The ladies in the animist shrine said they were giving food to Buddha but what really defines a religion is not the labels but their actual beliefs. Ask a British Christian or a Thai Buddhist what they actually believe in and you’d hardly get a cogent answer. What I suspect though is that the minds of the people around here are filled with a strong belief in the spirits of their ancestors and of the forces of nature that surrounds them. What room that allows for true Buddhist philosophy or observance I have very little idea.

The ceremony in Ban Lamong though was one of the nicer ones and every society should likewise mark an annual occasion when everyone comes together as a family to remember the past and those who are no longer with them.

It strikes me that in this respect our western society is decidedly lacking.

Should we not do this too?

Andrew Hicks The “Thai Girl” Blog September 2009

10 comments:

Mike said...

Andrew a couple of observations.

I was interested to see 4 monks in the photographs-I got the impression that it should usually be and odd number. 9 being the most auspicious?

Secondly I too think respect is missing from Western (UK) society. Whatever problems Thailand may have I do believe we can learn a lot from some of the laity.

Unknown said...

It also coinsides with the Pchum Ben holiday in Cambodia.
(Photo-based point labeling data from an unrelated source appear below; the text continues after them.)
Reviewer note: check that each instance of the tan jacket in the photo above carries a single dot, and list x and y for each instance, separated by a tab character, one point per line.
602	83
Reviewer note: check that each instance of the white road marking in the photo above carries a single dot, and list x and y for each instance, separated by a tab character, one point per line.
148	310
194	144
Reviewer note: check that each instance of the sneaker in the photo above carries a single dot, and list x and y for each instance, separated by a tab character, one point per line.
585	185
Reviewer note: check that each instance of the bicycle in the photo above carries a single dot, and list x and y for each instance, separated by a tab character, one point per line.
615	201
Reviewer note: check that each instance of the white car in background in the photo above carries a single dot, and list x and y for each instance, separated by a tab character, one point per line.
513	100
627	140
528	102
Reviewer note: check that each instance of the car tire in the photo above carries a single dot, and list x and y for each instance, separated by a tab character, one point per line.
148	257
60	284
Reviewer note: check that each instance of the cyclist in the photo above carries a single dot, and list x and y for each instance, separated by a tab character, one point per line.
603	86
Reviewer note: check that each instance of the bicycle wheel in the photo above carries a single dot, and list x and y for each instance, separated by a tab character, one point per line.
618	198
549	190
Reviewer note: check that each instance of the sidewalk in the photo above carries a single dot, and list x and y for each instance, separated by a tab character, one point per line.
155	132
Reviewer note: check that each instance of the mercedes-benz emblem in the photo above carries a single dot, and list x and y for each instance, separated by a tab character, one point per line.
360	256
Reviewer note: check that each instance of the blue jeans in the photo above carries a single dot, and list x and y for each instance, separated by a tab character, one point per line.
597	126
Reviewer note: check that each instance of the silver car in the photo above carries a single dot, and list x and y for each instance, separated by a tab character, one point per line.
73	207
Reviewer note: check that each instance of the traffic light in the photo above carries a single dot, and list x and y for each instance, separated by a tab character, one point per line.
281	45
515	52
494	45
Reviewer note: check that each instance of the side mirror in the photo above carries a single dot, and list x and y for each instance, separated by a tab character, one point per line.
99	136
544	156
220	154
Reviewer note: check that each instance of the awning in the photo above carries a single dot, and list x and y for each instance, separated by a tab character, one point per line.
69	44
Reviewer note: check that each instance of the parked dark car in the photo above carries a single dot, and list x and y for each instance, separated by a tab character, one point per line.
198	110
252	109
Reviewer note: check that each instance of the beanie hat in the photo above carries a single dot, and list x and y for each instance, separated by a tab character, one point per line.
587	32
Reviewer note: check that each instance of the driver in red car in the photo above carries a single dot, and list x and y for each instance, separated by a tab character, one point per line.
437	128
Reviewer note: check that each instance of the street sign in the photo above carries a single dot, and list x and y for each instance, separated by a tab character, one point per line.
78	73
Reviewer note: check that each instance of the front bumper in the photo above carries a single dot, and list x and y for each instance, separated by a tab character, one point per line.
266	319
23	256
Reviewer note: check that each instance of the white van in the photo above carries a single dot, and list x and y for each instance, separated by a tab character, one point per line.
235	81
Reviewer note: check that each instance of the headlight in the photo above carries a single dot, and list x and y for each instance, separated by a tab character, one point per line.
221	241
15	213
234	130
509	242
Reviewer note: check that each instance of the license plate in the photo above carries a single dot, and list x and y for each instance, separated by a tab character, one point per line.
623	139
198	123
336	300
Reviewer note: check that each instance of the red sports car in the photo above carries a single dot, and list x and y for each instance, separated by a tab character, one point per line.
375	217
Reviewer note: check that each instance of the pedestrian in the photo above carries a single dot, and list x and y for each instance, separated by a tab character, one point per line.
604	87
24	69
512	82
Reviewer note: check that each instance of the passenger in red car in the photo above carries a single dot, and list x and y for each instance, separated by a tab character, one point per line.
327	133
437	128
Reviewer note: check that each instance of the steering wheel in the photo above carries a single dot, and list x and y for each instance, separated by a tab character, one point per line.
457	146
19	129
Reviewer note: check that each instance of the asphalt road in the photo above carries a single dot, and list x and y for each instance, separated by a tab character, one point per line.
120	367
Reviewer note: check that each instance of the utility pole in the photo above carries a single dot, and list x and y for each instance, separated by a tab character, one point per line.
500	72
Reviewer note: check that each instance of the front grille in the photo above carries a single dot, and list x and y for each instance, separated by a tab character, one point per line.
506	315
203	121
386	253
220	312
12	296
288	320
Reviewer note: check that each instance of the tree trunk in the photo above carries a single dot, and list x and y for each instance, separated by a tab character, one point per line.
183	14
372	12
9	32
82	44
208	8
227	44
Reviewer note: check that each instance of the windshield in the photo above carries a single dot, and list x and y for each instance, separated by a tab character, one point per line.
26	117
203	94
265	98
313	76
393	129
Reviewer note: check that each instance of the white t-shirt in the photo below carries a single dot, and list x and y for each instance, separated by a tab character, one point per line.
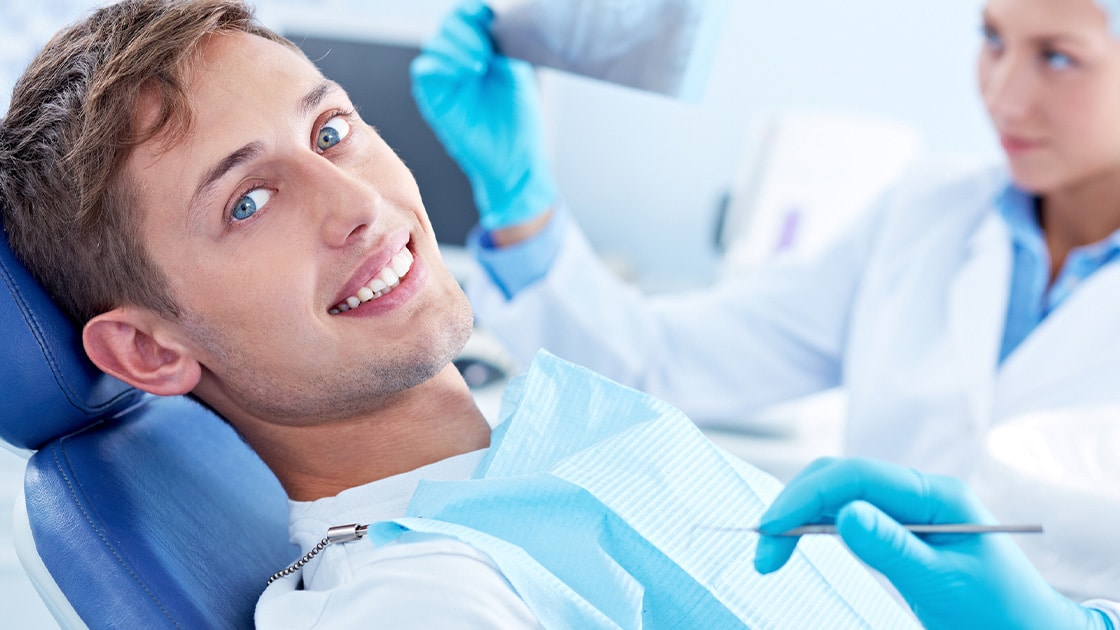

All people return home to honor their ancestors and Phnom Penh is probalby a little bit like when the KR forced the population out of the city 25 years ago.

Anonymous said...

hi,

it doesn't coincide with the Chinese festival of Qing Ming (which falls in early April, & is for remembering one's own ancestors), but with Zhong Yuan, another Chinese festival for remembering the dead (not just one's relatives, but also unrelated 'wandering/hungry ghosts', incl those who have no living relatives to make offerings to them).

in Laos it's called Boun Hor Khao Padap Din or Boun Khao Salak. for Mahayana Buddhists it's called Ullambana day, & is celebrated as Obon festival in Japan. in Singapore & Malaysia, Zhong Yuan aka. Hungry Ghosts festival lasts for an entire month.
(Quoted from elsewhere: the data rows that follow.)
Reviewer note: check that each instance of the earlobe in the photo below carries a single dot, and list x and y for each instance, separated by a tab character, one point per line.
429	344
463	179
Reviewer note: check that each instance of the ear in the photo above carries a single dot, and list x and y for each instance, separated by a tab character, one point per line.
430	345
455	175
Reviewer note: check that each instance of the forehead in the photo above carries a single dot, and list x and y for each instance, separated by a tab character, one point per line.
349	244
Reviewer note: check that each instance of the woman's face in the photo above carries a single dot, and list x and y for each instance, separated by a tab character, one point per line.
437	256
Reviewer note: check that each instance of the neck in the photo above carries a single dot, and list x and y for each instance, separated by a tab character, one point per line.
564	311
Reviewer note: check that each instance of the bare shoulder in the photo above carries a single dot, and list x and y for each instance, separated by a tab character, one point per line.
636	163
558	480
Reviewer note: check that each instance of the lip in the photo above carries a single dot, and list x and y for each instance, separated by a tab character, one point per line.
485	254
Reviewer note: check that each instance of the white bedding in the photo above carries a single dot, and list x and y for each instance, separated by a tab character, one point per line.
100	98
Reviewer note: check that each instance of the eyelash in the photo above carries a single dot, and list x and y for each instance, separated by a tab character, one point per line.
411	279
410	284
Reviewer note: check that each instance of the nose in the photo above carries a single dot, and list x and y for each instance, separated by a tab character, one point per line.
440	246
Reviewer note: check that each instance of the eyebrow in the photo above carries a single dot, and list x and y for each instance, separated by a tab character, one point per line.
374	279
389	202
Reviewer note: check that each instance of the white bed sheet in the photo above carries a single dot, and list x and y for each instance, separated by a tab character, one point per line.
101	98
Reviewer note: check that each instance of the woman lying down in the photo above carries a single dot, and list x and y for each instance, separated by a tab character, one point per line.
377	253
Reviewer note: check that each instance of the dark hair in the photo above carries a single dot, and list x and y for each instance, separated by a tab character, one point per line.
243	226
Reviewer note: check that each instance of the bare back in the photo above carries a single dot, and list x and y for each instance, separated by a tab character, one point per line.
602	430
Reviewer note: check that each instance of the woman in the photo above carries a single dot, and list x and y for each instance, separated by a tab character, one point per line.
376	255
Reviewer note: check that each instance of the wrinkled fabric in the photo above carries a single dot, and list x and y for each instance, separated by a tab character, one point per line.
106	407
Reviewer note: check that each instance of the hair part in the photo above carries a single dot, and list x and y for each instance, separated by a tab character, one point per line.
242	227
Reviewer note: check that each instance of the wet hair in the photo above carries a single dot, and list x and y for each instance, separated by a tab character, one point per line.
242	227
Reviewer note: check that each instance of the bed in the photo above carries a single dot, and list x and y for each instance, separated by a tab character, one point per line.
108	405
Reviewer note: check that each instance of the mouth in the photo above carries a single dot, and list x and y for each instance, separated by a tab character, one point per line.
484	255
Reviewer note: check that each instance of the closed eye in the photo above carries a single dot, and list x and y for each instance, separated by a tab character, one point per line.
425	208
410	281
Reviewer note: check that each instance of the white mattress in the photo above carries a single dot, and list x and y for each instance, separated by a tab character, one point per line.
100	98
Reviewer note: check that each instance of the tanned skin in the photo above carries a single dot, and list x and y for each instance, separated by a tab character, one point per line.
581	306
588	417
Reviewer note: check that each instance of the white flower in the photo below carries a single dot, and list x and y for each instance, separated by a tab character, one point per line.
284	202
btw Thai monks don't chant Sanskrit, they chant Pali :P

love reading your blog, keep writing :)

tom said...

i do not think they were paying tribute to the rock. It looks to be a sima stone and they are praying to a concept not a stone.
If you are familiar with the historical differences between thamayut and mahanikai in thailand you will realize that it is all quiet common in isaan

tom said...

also
“Bhut thang saranang katchami.”

is actually buddha saranam gatchami

which is respect to the triple gem
buddha, dhamma, sangha

A True Friend to China said...

Thanks for puting me right on so many things.

For my blog I do absolutely no formal research and just write a stream of consciousness off the top of my head from what those around me tell me, from my own observations and personal knowledge. I think it's better that way as the only possible originality I have to offer is my experience of living here in the village.

So please keep correcting me!

I didn't really think they were praying to the rock though(which is of laterite, like the rock the ancient Kmer used for the base of many of their temples). As the ladies said, they were praying to Buddha or to some such concept.

Ninjapura said...

hi Andrew...

Bought ur new book in airport on my way to my wife's hometown. Good info!

Thai people has many deity and festivals to pray with. As for me, I may not understand what's about but I just go along with them. I think we have no choice, isnt it..

Thailandblog said...

Nice posting, i will buy the book and read it. This ia also a good book but it is in Dutch: http://www.thailandblog.nl/boekrecensies/de-glimlach-achter-opwindend-thailand/

Anonymous said...

It would have been great to see the fight between the frog and crab. If you took a video you should put it on youtube and provide a link.

Anonymous said...

I like the Buddhist religion. Unlike Christianity where only one jealous God is tolerated and all other beliefs are frowned upon, Buddhism is a very open and tolerant religions. Buddhist adopt many other religious beliefs and practices from Hinduism to animism. In Thailand, Christmas is a big event...though more of a commercial event than religious.
Islam,Judaism and Christianity are too intolerant of other religions... which is probably why their history is so bloody: inquisitions, crusades, burning of heretics.